Congratulations to Qian-Bei Hong for receiving the 2023 Excellent PhD Dissertation Award of Association for Computational Linguistics and Chinese Language Processing (ACLCLP).      Congratulations to Aleksandra Smolka for receiving the Best Paper Award at The 34th ROCLING Conference on Computational Linguistics and Speech Processing (ROCLING2022).      Congratulations to Yao-Fei Cheng and Fan-Lin Wang for receiving the Travel Grant of ISCA Interspeech2021.     

Our research interests include speech processing, natural language processing, multimedia information retrieval, machine learning, and pattern recognition. Our research goal is to develop methods for analyzing, extracting, recognizing, indexing, and retrieving information from audio data, with special emphasis on speech and music.
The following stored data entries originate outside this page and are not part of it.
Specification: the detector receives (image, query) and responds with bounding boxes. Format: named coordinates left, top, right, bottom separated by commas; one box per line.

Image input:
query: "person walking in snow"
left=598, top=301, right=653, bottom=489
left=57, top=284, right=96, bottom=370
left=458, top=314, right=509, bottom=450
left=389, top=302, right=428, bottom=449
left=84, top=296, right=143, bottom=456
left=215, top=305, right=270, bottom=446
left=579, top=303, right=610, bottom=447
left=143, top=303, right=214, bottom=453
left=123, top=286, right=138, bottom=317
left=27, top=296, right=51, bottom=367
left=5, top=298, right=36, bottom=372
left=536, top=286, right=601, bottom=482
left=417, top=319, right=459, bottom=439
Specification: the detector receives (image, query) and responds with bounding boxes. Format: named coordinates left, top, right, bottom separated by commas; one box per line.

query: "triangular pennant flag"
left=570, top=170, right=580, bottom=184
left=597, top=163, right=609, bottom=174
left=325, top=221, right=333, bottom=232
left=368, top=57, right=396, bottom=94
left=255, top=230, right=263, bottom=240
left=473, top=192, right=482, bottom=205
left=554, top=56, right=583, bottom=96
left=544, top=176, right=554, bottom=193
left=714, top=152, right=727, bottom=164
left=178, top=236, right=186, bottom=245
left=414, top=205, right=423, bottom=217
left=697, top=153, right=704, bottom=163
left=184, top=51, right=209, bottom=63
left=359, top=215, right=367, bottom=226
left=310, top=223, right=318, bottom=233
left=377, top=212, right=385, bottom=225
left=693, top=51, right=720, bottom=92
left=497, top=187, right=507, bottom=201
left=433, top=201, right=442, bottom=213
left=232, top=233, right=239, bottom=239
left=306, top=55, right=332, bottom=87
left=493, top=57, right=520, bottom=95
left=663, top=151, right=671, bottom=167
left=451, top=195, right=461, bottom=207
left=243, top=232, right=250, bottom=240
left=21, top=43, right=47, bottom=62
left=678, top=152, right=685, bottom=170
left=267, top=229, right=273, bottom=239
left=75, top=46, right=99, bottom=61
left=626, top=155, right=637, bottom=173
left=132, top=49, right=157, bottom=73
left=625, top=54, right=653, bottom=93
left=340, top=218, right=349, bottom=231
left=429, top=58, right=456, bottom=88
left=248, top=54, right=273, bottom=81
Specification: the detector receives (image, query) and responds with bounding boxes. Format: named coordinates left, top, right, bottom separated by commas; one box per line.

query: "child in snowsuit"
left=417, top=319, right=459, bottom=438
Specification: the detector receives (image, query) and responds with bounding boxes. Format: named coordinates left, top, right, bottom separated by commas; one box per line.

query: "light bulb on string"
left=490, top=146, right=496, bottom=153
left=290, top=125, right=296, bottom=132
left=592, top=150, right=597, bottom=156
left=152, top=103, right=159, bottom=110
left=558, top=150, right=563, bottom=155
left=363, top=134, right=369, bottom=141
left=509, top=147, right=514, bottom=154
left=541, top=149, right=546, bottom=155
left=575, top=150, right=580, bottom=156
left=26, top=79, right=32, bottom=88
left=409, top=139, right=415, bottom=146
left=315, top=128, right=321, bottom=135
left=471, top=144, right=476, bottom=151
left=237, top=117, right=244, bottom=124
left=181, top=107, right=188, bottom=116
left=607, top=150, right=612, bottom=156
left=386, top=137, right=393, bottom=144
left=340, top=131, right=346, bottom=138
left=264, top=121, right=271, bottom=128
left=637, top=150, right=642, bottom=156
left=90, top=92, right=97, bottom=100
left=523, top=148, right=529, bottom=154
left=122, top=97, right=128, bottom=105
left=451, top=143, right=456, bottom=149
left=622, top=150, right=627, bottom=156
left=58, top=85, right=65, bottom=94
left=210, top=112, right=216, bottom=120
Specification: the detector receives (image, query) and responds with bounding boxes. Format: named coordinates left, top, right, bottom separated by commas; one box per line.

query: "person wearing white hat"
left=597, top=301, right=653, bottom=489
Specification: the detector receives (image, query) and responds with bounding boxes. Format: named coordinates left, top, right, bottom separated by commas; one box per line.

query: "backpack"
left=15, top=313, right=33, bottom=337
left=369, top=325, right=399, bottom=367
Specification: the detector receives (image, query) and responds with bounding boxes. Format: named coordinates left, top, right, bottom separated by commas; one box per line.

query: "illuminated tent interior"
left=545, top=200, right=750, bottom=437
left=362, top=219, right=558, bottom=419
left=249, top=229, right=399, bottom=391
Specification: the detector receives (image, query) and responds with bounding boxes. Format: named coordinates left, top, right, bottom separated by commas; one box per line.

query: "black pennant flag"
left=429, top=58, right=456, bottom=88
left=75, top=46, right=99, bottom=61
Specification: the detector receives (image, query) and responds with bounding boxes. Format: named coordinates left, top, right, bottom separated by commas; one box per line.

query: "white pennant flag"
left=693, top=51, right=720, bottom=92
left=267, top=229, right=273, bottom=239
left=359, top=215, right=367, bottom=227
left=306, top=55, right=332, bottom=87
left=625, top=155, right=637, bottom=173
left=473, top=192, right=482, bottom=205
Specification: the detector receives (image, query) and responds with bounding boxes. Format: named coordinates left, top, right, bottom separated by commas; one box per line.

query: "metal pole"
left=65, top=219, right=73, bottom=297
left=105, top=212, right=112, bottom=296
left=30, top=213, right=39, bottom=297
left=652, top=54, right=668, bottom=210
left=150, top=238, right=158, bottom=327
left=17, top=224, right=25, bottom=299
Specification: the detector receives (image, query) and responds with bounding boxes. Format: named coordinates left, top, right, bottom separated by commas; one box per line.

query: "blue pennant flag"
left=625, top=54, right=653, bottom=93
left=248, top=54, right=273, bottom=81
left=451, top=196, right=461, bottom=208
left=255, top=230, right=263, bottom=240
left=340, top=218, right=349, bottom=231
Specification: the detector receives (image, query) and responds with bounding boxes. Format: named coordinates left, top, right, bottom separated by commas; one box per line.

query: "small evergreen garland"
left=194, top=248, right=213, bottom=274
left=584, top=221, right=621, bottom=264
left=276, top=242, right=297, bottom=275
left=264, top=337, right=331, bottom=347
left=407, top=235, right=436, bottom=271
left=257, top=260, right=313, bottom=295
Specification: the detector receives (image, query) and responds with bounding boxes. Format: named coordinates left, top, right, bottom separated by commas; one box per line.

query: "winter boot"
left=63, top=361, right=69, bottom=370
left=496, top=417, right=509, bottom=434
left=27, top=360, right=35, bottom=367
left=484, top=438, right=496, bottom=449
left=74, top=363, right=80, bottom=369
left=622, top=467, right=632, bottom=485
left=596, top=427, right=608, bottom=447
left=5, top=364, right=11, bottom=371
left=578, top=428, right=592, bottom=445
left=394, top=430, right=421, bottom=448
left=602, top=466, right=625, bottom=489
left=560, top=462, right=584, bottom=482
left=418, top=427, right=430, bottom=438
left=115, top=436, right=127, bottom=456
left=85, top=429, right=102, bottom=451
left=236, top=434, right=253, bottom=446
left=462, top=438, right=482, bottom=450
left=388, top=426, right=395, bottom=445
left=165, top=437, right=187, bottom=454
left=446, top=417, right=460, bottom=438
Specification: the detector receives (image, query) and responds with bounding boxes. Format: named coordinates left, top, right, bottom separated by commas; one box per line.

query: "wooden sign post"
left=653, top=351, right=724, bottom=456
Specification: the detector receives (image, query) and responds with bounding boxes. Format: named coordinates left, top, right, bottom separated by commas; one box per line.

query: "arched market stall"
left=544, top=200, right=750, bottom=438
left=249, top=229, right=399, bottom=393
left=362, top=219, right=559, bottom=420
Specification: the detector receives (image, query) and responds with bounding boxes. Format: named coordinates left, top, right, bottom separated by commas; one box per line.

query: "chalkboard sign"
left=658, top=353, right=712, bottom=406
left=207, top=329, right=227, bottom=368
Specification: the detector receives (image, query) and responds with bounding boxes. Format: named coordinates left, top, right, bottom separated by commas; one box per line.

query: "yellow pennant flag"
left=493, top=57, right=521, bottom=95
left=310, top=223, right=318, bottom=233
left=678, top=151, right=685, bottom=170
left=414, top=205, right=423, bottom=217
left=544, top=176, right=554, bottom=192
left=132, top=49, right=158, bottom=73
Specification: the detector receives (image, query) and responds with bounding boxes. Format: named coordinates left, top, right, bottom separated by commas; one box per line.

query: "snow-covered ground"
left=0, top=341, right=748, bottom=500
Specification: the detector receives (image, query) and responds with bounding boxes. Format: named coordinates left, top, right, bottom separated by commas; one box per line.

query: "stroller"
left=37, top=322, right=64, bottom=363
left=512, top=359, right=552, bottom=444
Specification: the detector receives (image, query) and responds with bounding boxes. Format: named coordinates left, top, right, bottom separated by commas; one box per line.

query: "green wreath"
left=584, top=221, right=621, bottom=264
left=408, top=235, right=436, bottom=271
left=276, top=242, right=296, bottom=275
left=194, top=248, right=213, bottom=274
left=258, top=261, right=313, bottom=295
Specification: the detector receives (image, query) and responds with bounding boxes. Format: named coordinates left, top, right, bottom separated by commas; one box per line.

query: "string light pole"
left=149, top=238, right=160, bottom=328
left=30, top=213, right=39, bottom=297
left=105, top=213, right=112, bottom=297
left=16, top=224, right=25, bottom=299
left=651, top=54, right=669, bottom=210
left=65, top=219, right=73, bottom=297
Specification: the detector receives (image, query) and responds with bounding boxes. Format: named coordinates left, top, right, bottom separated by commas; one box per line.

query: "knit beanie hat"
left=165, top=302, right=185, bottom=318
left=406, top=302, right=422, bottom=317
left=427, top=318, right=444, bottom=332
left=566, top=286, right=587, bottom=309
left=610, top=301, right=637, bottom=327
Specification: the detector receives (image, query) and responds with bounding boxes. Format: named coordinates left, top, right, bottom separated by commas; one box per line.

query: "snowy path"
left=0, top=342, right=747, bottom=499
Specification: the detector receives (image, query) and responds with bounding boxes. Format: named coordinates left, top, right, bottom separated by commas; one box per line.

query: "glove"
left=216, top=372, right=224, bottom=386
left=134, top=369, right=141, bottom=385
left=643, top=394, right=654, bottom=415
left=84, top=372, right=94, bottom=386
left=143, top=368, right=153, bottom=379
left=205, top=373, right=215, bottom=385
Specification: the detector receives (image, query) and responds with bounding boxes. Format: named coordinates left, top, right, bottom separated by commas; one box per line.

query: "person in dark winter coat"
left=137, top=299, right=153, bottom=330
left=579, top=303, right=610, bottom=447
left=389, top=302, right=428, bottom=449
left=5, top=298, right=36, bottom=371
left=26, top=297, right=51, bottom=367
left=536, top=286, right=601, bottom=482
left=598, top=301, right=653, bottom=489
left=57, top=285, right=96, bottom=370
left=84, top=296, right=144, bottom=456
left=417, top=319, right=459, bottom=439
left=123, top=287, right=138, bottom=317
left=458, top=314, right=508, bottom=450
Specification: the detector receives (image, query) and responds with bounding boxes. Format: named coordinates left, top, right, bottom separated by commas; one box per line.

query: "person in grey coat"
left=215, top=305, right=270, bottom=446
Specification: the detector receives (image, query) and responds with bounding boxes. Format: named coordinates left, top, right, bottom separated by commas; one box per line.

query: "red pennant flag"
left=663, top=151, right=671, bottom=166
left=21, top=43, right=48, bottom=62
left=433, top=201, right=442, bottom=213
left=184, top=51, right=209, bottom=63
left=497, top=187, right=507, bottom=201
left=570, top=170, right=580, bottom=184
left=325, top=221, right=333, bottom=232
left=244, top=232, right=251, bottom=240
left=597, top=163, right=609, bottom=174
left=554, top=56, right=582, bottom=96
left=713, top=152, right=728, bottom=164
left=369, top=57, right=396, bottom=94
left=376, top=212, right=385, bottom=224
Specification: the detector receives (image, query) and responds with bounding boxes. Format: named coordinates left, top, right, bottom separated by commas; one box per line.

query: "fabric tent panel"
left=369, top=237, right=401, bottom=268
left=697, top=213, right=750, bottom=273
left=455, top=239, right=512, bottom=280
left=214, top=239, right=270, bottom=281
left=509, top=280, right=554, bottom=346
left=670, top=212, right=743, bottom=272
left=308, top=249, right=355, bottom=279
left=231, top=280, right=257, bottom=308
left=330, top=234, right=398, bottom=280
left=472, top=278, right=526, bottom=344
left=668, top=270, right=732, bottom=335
In the field of speech, research has been focused mainly on speaker recognition, spoken language recognition, voice conversion, and spoken document retrieval/summarization. Our recent achievements include locally linear embedding-based approaches for voice conversion and post-filtering, discriminative autoencoders for speech/speaker recognition, and novel paragraph embedding methods for spoken document retrieval/summarization. Our ongoing research includes audio-visual speaker recognition and speech enhancement, subspace neural networks for spoken language/dialect/accent recognition, many-to-one/non-parallel voice conversion, and neural network-based spoken document retrieval/summarization and question answering.  

In the music field, research has been focused mainly on vocal melody extraction and automatic generation of music video. Our recent achievements in this field include an acoustic-phonetic F0 modeling framework for vocal melody extraction and an emotion-oriented pseudo song prediction and matching framework for automatic music video generation. We have successfully implemented a complete automatic music video generation system that can automatically edit a long user-generated video into a music-compliant short professional-like video. Our ongoing research includes continuous improvement of our own technologies and systems, cover song identification, and automatic generation of set list for concert video, so as to facilitate the management and retrieval of a large music database. Future research directions also include singing voice synthesis, speech to singing voice conversion, and music structure analysis/summarization.